Oleh: Julius R. Latumaerissa |
A. KONDISI EKSISTING
Pembangunan ekonomi Maluku pada
hakekatnya adalah upaya menyeluruh pemerintah daerah tidak hanya diarahkan
kepada pencapaian angka pertumbuhan ekonomi yang tinggi dan absolut, tetapi
juga kepada perbaikan kualitas hidup masyarakat Maluku secara bertahap dan
berkelanjutan. Saya yakin semua pemangku kepentingan pembangunan Maluku sadar
dan memahami aspek esensial dari gerakan pembangunan ekonomi yang menjadi
tanggung jawab mereka dan kita semua.
Seperti diketahui angka pengangguran Maluku pada Februari 2019
menurun.

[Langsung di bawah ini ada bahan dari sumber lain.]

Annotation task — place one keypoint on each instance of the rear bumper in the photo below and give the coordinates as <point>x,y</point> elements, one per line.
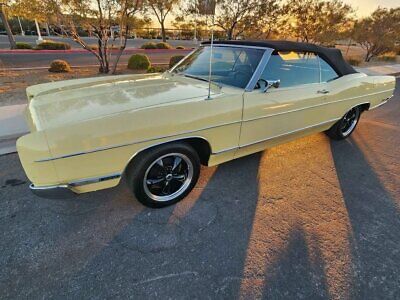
<point>53,192</point>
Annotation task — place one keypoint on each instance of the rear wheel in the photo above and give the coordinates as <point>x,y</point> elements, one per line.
<point>346,125</point>
<point>164,175</point>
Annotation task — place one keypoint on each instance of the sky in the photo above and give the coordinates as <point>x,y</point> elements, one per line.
<point>365,7</point>
<point>362,8</point>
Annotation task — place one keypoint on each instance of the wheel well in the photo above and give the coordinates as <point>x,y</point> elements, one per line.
<point>202,148</point>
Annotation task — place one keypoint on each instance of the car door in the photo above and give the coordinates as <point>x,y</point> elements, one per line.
<point>280,113</point>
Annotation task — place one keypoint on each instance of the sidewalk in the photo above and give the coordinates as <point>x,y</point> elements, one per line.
<point>12,121</point>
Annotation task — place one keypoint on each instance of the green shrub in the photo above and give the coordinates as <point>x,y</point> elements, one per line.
<point>156,69</point>
<point>149,45</point>
<point>163,45</point>
<point>139,62</point>
<point>59,66</point>
<point>354,61</point>
<point>175,59</point>
<point>51,45</point>
<point>22,45</point>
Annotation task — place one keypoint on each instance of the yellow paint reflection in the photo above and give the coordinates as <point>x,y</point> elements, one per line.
<point>299,195</point>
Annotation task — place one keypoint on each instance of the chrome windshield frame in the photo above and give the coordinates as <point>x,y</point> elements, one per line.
<point>258,71</point>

Jumlah pengangguran yang tercermin dari angka Tingkat Pengangguran
Terbuka (TPT) Provinsi Maluku pada Februari 2019 mencapai 52.821 orang atau
sebesar 6,91% terhadap total angkatan kerja sebanyak 764.939 orang, lebih
rendah dibandingkan bulan Agustus 2018 yang tercatat sebesar 54.891 orang atau
7,27% terhadap total angkatan kerja sebanyak 755.034 orang. Dengan kondisi
tersebut, maka angka pengangguran Maluku mengalami penurunan sebesar 7,26%
(yoy). Namun, penurunan ini masih lebih rendah dibandingkan dengan Agustus 2018
yang tercatat menurun sebesar 16,50% (Bank Indonesia, Mei 2019).
Dari data di atas dapat
disimpulkan bahwa secara numerik kuantitatif terjadi penurunan jumlah
pengangguran terbuka, yaitu mereka yang secara nyata tidak bekerja dan atau
sedang mencari pekerjaan. Penurunan kuantitatif TPT ini dapat terjadi karena
(1). Ketersediaan kesempatan kerja mengalami perkembangan yang signifikan
sehingga mampu menyerap pencari kerja dengan baik; (2). Menurunnya pencari
kerja usia produktif sebagai akibat berkembangnya usaha-usaha produktif dan
mandiri yang dikerjakan oleh penduduk usia produktif; (3). Terjadinya migrasi
penduduk usia produktif Maluku ke wilayah lain di luar Maluku sehingga
mengurangi angka numerik TPT di Maluku pada periode yang sama.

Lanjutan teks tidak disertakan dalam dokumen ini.